Ein gutes Händchen hatte die Stadt in der Rauchschen Amtszeit auch beim Europäischen Förderprogramm Urban II, um Brachflächen wieder zu nutzen und kleine und mittlere Betriebe anzusiedeln. Um Geld locker zu machen, wollte der Gersche OB es nicht mit einem Hofknicks in Erfurt bewenden lassen. Mehrfach fuhr er nach Brüssel, um die Anliegen ostdeutscher Großstädte vorzubringen. Zugute kam ihm dabei seine aktive Rolle im Gemeinde- und Städtebund. Urban ermöglichte in Gera die Schaffung von 250 Arbeitsplätzen.

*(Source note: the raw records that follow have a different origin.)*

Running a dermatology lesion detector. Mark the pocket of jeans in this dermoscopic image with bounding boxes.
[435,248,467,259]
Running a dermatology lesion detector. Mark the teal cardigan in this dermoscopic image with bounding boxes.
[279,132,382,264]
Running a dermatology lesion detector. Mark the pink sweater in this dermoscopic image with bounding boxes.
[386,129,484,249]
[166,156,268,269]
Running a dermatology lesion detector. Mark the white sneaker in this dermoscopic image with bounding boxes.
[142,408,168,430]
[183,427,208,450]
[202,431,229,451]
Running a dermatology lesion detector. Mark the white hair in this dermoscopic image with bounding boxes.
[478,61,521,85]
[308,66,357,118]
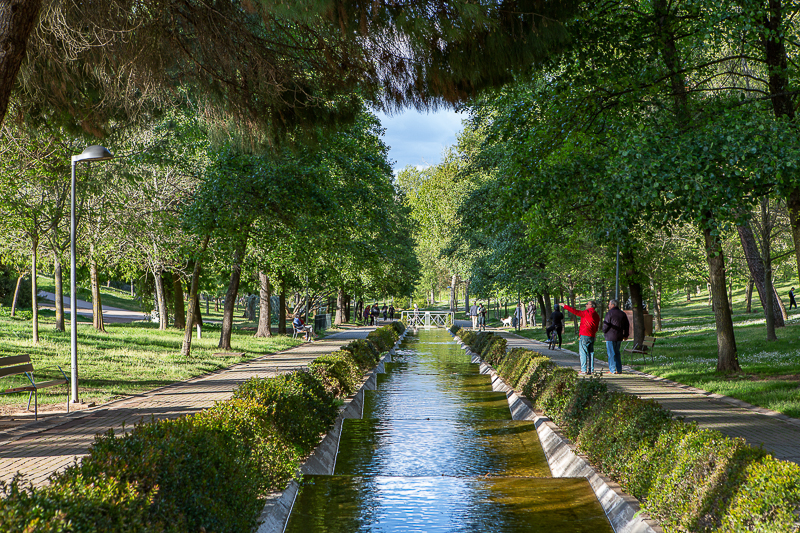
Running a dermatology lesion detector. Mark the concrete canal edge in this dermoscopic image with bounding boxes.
[257,330,408,533]
[454,336,663,533]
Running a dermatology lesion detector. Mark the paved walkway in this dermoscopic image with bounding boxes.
[494,330,800,463]
[0,327,375,486]
[39,291,150,324]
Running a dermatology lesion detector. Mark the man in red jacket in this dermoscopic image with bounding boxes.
[561,300,600,374]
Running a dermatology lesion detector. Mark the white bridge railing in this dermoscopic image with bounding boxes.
[400,310,455,328]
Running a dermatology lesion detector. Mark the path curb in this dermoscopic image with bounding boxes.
[453,335,663,533]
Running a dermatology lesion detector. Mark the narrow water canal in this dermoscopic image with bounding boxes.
[286,329,612,533]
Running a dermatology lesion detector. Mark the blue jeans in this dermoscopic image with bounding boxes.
[578,335,594,373]
[606,341,622,372]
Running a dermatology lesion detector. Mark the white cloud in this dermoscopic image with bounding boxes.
[376,109,463,170]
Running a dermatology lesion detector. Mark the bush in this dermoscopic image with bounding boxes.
[233,372,339,454]
[308,350,361,397]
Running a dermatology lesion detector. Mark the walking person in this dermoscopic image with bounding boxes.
[561,300,600,374]
[603,300,630,374]
[469,302,478,331]
[545,304,564,350]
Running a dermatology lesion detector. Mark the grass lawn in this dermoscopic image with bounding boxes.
[0,311,301,407]
[500,282,800,418]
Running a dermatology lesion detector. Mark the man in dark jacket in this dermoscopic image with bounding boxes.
[603,300,630,374]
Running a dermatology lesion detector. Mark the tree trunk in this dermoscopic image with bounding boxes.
[333,287,347,326]
[172,272,184,329]
[256,272,272,337]
[736,222,786,328]
[744,278,754,313]
[89,244,106,332]
[153,267,167,331]
[181,236,209,357]
[278,279,286,335]
[0,0,42,123]
[53,252,64,331]
[703,222,741,372]
[11,275,24,317]
[31,236,39,344]
[217,232,247,350]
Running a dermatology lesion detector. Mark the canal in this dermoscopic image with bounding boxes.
[286,329,613,533]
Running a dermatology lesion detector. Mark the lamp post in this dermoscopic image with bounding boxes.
[69,145,114,403]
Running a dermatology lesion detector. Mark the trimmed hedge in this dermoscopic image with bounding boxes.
[0,324,403,533]
[455,329,800,533]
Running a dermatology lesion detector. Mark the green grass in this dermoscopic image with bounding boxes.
[0,312,301,410]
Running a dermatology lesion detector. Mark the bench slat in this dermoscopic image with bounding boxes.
[0,363,33,378]
[0,354,31,366]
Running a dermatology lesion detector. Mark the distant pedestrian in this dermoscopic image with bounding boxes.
[603,300,630,374]
[561,300,600,374]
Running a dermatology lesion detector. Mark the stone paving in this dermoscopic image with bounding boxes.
[0,327,375,486]
[490,321,800,463]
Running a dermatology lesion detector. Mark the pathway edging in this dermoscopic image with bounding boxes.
[454,335,663,533]
[257,330,408,533]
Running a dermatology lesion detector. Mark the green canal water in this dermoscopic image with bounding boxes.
[286,329,613,533]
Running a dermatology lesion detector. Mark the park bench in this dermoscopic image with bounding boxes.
[624,337,656,364]
[0,354,69,420]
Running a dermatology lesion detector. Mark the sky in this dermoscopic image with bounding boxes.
[377,109,463,171]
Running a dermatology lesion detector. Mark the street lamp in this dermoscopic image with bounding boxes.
[69,145,114,403]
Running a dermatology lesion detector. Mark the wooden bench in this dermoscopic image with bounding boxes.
[0,355,69,420]
[624,337,656,364]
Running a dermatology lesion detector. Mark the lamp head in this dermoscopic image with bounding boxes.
[72,144,114,163]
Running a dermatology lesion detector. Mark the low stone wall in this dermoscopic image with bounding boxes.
[454,336,663,533]
[258,330,408,533]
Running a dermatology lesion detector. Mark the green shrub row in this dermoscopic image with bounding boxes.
[456,329,800,533]
[0,324,403,533]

Glanzstück ist nach Auffassung der Gesprächsrunde neben der Ansiedlung der Berufsakademie (gemeinsam mit der IHK) zweifellos der Anteil am Zustandekommen der BUGA. Was heißt: Stadtumbau (Beispiel: Stadtbahnlinie 1) und Revitalisierung einer Region. Bevor der Antrag 1997 zur Austragung gestellt werden konnte, gab’s Gespräche mit den Umweltministern Töpfer und Merkel. In Gelsenkirchen gelang es, dem Vorstand des Zentralverbandes Gartenbau und quasi BUGA-Obermanager Karl Zwermann, eine Zusage abzuringen. Thüringens Ministerpräsident Bernhard Vogel hatte allerdings starke Bedenken und hätte lieber Erfurt bevorzugt. Rauch verstand es, ihn von Gera zu überzeugen. Übrigens: Das Havelland will, wenn es Ausrichter wird, so eine Doppel-Fete wie Gera-Ronneburg nachmachen.
Ein oftmals gehörter Vorwurf der Kritiker bezieht sich auf die Finanzen. Rauch kontert: Gera mache im Vergleich mit ähnlich gelagerten Städten wenig Schulden. Stets habe sich die Stadt um einen ausgeglichenen Haushalt bemüht. Auf vielen Gebieten könne sich die Stadt 16 Jahre nach der Wende inzwischen sehen lassen. So gesehen, sei eine Diskussion "Wir sind nichts wert und uns kennt keiner" kontraproduktiv.
In Geraer Rathaussaal hängen die Porträts der bisherigen Rathaus-chefs. Demnächst soll das Porträt Rauchs hinzukommen. Dazu meint die Runde: Na, das ist doch schon mal was.